Autrement dit, plus on a musclé la répression contre Boko Haram, plus ce groupe s’est renforcé. Un tel constat devrait amener à questionner les mérites des solutions militaires que préconisent les pays de la région. Les exactions de l’armée nigériane ont fait le jeu des djihadistes et suscité l’hostilité des populations civiles, qui ne coopèrent pas ou peu avec des gouvernements perçus comme illégitimes. À présent, il est à craindre que les insurgés parviennent à recruter de nouveaux membres parmi les déplacés internes et les réfugiés qui ont dû fuir la brutalité des forces de l’ordre, et pas simplement de la secte. Réduire Boko Haram à une bande de fous furieux manipulés par de lointains sponsors arabes, c’est méconnaître la complexité sociale de l’ancien empire du Borno, qui s’étendait bien au-delà des actuelles frontières du Nigeria.

Dans les contreforts des monts Mandara à la lisière du Cameroun, par exemple, les insurgés se sont immiscés dans les conflits des chefferies locales et ont su s’attirer la sympathie de certains musulmans en leur redistribuant les champs laissés vacants après la fuite des communautés animistes ou chrétiennes. Les terres arables sont très convoitées par les paysans du cru, car les piémonts de ces régions escarpées de l’Adamawa connaissent des densités de population pouvant dépasser la centaine d’habitants au kilomètre carré.
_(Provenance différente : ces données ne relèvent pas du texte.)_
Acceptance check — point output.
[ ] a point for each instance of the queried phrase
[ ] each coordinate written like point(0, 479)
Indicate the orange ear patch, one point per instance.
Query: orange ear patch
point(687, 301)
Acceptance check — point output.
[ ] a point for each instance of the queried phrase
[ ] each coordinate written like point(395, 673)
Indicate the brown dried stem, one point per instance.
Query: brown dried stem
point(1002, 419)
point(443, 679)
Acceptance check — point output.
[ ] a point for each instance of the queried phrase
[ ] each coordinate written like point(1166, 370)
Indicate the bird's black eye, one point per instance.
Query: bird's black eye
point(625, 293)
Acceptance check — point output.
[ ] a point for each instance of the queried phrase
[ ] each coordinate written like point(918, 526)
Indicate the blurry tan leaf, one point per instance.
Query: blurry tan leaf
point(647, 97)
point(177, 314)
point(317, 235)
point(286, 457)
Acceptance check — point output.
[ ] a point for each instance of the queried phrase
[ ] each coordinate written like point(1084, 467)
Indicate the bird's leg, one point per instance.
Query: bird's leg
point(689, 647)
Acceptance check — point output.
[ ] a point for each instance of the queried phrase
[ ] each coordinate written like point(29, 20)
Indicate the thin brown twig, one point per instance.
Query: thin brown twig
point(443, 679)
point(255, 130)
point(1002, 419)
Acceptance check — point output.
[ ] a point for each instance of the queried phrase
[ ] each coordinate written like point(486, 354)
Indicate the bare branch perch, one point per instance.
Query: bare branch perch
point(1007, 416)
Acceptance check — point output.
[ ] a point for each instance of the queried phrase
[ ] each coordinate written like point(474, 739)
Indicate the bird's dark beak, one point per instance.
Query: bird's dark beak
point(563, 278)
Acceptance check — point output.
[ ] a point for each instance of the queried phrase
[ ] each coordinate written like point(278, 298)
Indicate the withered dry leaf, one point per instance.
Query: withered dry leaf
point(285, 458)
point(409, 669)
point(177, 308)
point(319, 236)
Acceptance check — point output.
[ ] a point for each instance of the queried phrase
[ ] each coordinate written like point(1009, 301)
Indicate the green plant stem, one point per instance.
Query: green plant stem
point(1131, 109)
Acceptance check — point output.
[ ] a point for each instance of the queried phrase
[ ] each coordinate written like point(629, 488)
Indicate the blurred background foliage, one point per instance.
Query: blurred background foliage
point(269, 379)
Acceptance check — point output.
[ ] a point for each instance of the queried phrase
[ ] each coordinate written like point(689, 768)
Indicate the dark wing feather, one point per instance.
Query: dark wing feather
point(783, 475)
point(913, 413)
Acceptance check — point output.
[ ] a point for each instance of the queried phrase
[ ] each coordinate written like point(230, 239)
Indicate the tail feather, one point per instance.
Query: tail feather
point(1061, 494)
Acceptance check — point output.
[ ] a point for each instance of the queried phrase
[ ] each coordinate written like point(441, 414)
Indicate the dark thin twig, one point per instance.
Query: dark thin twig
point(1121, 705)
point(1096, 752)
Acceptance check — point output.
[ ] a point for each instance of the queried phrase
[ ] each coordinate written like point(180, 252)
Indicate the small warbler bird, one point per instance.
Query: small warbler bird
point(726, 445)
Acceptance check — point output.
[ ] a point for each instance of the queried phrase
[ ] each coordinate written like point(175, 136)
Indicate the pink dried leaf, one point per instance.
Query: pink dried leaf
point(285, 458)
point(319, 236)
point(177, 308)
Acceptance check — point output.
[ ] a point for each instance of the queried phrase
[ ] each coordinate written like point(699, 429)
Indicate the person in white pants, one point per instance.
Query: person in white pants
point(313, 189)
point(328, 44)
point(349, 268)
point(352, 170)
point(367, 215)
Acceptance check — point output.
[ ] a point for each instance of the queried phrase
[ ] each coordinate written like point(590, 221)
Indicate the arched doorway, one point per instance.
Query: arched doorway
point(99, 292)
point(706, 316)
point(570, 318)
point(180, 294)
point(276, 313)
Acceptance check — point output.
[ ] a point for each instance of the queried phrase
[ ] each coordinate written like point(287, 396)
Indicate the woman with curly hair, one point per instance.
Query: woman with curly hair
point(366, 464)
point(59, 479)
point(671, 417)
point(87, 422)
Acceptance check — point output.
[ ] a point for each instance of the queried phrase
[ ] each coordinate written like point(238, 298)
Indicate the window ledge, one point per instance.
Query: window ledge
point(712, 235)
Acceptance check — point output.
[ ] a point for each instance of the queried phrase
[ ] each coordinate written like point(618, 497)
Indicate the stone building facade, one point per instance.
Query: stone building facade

Au nom des idéaux collectivistes de la charia, les fidèles de Boko Haram ont ainsi entrepris de mettre en œuvre une sorte de réforme agraire religieuse. Partant, ils ont réglé d’un seul coup les vieilles disputes foncières et coutumières à propos des jachères et des droits d’usage qui devaient être renégociés chaque année.

Mais évidemment, de telles histoires paraissent bien prosaïques. L’invocation d’Al-Qaïda ou de Daech se vend tellement mieux dans les médias.